I told Daniel, if he was serious about building something, I'd rather see a deep and broad catalog than a single tool. He had a great response:
Pat, this is exactly what I was thinking of as the next step! I like your term "deep and broad catalog" of software types cross-referenced with score-able attributes. I'm thinking of three key elements for this system:
- a guideline for what are considered ideal qualities for a "score-able attribute"
- a guideline for what constitutes a "software type" (language? context? purpose?)
- a consistent scoring system that will be useful across the variety of software types and score-able attributes (one idea I had was that all programs start off with a score of 100 and then points are taken off for lack of certain things, which sort of reverses the additive nature of the medical Apgar)
A tool to keep track of all this would be nice too. :-) Maybe the simplest place to start would be a wiki, but another option would be to use a taxonomy-driven tool like Drupal, which would be more structured from the start. And a custom tool is always a good option. I'd be happy to host it, but unfortunately my time is limited as far as putting the real grunt work in.

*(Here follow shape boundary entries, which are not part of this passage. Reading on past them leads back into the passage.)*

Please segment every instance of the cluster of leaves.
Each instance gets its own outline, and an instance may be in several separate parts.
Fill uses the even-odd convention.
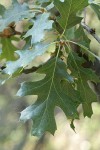
[[[88,55],[91,61],[97,57],[90,51],[90,40],[80,25],[82,12],[89,5],[100,19],[100,6],[88,0],[35,0],[31,5],[28,1],[20,4],[13,0],[9,9],[0,5],[0,61],[5,64],[0,74],[1,84],[20,76],[37,56],[50,54],[50,59],[36,70],[45,77],[22,83],[17,93],[18,96],[38,96],[20,116],[23,121],[33,120],[32,135],[41,136],[46,131],[54,134],[56,106],[72,121],[72,128],[73,120],[79,119],[77,108],[80,104],[84,116],[91,117],[93,113],[91,104],[96,101],[96,95],[87,81],[97,83],[99,78],[92,69],[83,67],[86,60],[71,47],[72,43],[78,45],[81,53]],[[27,26],[16,36],[16,23],[24,20]],[[20,39],[26,44],[18,50],[12,41]]]

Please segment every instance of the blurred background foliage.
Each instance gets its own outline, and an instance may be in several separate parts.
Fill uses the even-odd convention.
[[[0,0],[0,3],[9,7],[11,0]],[[100,21],[90,8],[87,13],[87,24],[100,35]],[[100,56],[100,45],[89,37],[91,50]],[[47,133],[41,139],[31,136],[32,122],[23,124],[19,116],[25,107],[35,101],[36,96],[19,98],[15,94],[22,81],[35,79],[36,76],[22,75],[0,87],[0,150],[100,150],[100,105],[96,103],[93,104],[94,114],[91,119],[84,119],[79,108],[81,119],[75,121],[76,133],[70,128],[64,113],[56,108],[58,129],[55,135]]]

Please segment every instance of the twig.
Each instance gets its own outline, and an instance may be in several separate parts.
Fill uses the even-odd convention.
[[[81,22],[81,25],[89,34],[91,34],[98,41],[98,43],[100,43],[100,37],[96,35],[94,29],[87,26],[84,22]]]
[[[39,68],[40,68],[40,66],[39,67],[32,67],[30,69],[23,69],[22,73],[29,74],[29,73],[37,71]]]
[[[29,73],[37,71],[40,67],[41,66],[39,66],[39,67],[32,67],[30,69],[23,69],[22,73],[29,74]],[[5,66],[0,66],[0,71],[2,72],[2,70],[4,70],[5,68],[6,68]]]

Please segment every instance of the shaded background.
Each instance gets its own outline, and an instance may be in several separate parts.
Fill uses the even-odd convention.
[[[11,0],[0,0],[10,5]],[[92,18],[92,19],[91,19]],[[100,35],[100,21],[88,8],[87,23],[96,28]],[[100,56],[100,45],[92,40],[91,49]],[[18,79],[9,80],[0,87],[0,150],[100,150],[100,105],[93,103],[94,114],[83,118],[80,109],[80,120],[75,121],[76,133],[70,128],[70,121],[64,113],[56,108],[57,131],[54,136],[47,133],[41,139],[31,136],[31,124],[19,121],[20,112],[32,104],[36,96],[16,97],[15,94],[24,80],[35,79],[33,74],[22,75]]]

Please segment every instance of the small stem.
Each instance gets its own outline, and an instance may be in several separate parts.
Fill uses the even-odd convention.
[[[87,26],[84,22],[81,22],[81,25],[89,34],[91,34],[96,39],[96,41],[98,41],[98,43],[100,43],[100,37],[96,35],[94,32],[92,32],[93,29]]]

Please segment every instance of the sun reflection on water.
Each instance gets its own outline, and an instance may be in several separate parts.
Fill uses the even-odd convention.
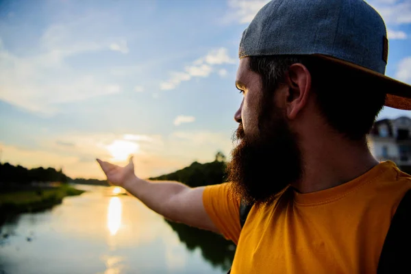
[[[110,199],[107,212],[107,227],[112,236],[117,234],[121,225],[121,201],[120,198],[114,197]]]

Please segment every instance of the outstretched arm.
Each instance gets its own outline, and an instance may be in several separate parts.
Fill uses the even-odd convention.
[[[109,182],[124,188],[148,208],[175,222],[219,233],[203,205],[204,187],[177,182],[149,181],[134,174],[132,158],[124,167],[97,159]]]

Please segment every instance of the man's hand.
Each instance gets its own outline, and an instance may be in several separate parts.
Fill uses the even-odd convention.
[[[177,182],[139,179],[134,175],[132,158],[124,167],[97,162],[111,184],[124,188],[155,212],[175,222],[219,233],[203,205],[203,186],[192,188]]]
[[[134,174],[132,156],[130,157],[128,164],[124,167],[103,162],[99,159],[97,159],[97,160],[105,173],[109,182],[115,186],[124,187],[127,182],[133,182],[137,178]]]

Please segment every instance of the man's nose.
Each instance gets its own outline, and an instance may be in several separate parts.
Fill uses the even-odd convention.
[[[244,103],[244,99],[241,101],[241,105],[240,105],[240,108],[234,114],[234,120],[236,122],[240,123],[241,123],[241,110],[242,110],[242,104]]]

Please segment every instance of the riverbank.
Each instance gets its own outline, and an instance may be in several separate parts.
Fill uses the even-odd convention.
[[[67,196],[79,195],[84,190],[66,184],[48,188],[8,192],[0,194],[0,225],[19,213],[35,212],[51,208]]]

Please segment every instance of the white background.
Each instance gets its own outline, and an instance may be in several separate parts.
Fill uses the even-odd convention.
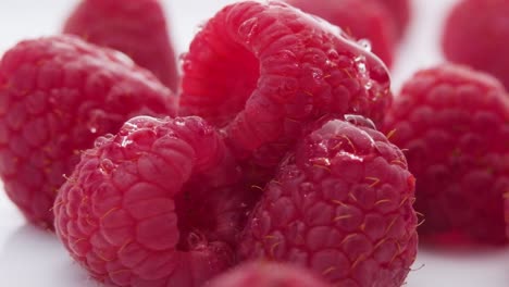
[[[310,0],[312,1],[312,0]],[[163,0],[176,50],[186,51],[198,25],[232,0]],[[393,73],[394,88],[414,71],[439,63],[443,18],[456,0],[414,0],[413,21]],[[24,38],[58,33],[74,0],[0,0],[0,53]],[[509,286],[509,249],[420,250],[408,287]],[[98,286],[74,264],[53,234],[34,228],[0,190],[0,286]]]

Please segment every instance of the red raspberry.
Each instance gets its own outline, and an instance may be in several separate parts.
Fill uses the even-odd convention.
[[[287,0],[288,3],[315,14],[357,39],[368,39],[373,52],[387,66],[393,63],[396,23],[386,7],[367,0]]]
[[[135,117],[83,153],[55,201],[57,234],[99,280],[201,286],[233,264],[238,177],[201,118]]]
[[[426,241],[504,244],[509,190],[509,100],[495,78],[462,66],[417,73],[387,115],[408,149]]]
[[[451,10],[442,38],[447,60],[487,72],[509,89],[506,0],[462,0]]]
[[[182,114],[219,127],[237,158],[275,167],[308,123],[330,113],[380,122],[386,67],[326,22],[275,1],[224,8],[185,57]]]
[[[55,191],[97,136],[175,99],[125,57],[82,40],[22,41],[0,62],[0,175],[26,217],[53,225]]]
[[[126,53],[177,90],[175,53],[158,0],[83,0],[63,32]]]
[[[374,0],[384,4],[390,12],[396,23],[396,34],[401,38],[410,21],[410,1],[409,0]]]
[[[207,287],[328,287],[308,270],[270,262],[245,263],[212,279]]]
[[[413,187],[384,135],[326,121],[266,185],[239,257],[303,265],[337,286],[399,287],[417,253]]]

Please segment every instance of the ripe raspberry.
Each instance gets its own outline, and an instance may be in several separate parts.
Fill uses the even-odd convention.
[[[447,60],[487,72],[509,89],[506,0],[463,0],[451,10],[442,38]]]
[[[58,36],[22,41],[0,62],[0,175],[26,217],[53,225],[55,191],[97,136],[139,114],[172,114],[156,77],[114,51]]]
[[[509,190],[509,101],[488,75],[442,65],[408,80],[387,115],[408,149],[426,241],[504,244]],[[392,133],[393,134],[393,133]]]
[[[83,153],[55,201],[57,234],[99,280],[201,286],[233,264],[238,177],[201,118],[135,117]]]
[[[212,279],[207,287],[327,287],[308,270],[270,262],[245,263]]]
[[[357,39],[369,39],[373,52],[387,66],[393,63],[396,23],[387,8],[367,0],[287,0],[305,12],[318,15]]]
[[[398,38],[401,38],[405,30],[407,29],[410,21],[410,1],[409,0],[375,0],[378,3],[384,4],[390,12],[396,23],[396,34]]]
[[[266,185],[239,257],[303,265],[337,286],[399,287],[417,253],[413,186],[384,135],[326,121]]]
[[[175,53],[158,0],[83,0],[63,32],[126,53],[164,85],[177,90]]]
[[[191,42],[184,72],[181,113],[224,127],[254,170],[275,167],[302,127],[325,114],[380,122],[392,102],[380,60],[282,2],[224,8]]]

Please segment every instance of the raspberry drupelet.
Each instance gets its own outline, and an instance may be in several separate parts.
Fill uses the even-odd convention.
[[[306,266],[336,286],[401,286],[418,246],[414,178],[383,134],[352,122],[319,123],[286,158],[248,219],[241,259]]]
[[[494,77],[444,64],[418,72],[387,114],[385,132],[417,177],[422,241],[507,242],[509,97]]]
[[[392,102],[376,57],[277,1],[221,10],[193,40],[183,68],[181,114],[223,128],[237,159],[269,174],[309,123],[346,113],[380,123]]]
[[[202,286],[235,262],[239,172],[203,120],[135,117],[83,153],[55,200],[57,235],[101,282]]]
[[[71,36],[25,40],[0,62],[0,175],[33,223],[51,228],[57,190],[96,137],[176,98],[125,55]]]
[[[83,0],[63,33],[127,54],[177,91],[175,52],[159,0]]]

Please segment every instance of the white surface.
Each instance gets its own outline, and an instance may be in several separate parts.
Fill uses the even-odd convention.
[[[163,0],[164,1],[164,0]],[[414,17],[397,54],[395,87],[414,71],[442,61],[438,45],[442,20],[456,0],[414,0]],[[198,25],[232,0],[165,0],[172,35],[184,52]],[[0,52],[27,37],[58,33],[71,0],[1,0]],[[0,192],[0,286],[98,286],[76,266],[53,234],[25,224]],[[509,286],[509,249],[446,253],[421,250],[409,287]]]

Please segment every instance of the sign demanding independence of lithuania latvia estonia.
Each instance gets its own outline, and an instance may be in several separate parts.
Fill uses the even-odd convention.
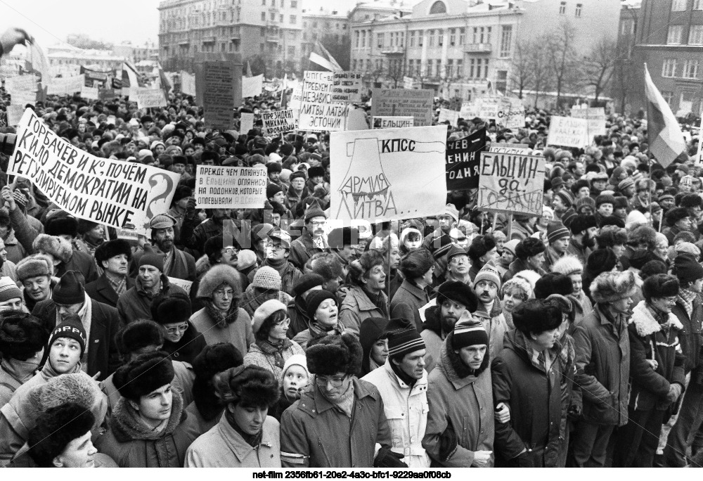
[[[169,210],[181,177],[92,155],[60,138],[30,108],[18,125],[8,174],[29,179],[77,217],[143,234],[152,217]]]

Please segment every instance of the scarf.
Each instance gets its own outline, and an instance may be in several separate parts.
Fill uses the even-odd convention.
[[[236,322],[237,317],[239,316],[239,306],[234,301],[232,302],[232,305],[229,307],[229,310],[227,312],[222,312],[215,307],[212,301],[205,303],[205,309],[207,309],[207,314],[214,321],[215,326],[221,329],[224,329],[230,324]]]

And of course it will be easy to get everyone together and agree on all of these things. Seriously, though, if others are crazy enough to jump in and give this a go, I'm crazy enough to participate. Bob Glass has already agreed to run an article in his Software Practitioner newsletter, and if we had some kind of framework along the lines of what I've described above, with some salient questions for soliciting feedback, then between the article and whatever interest we can generate on the web, it might come together into something useful.
Once the database of software types and score-able attributes is built, I like your idea of a front-end tool for managers, designers, tech leads, developers, consultants, etc. to use to identify the desired "software type" and see what the consensus was on the score-able attributes for that type.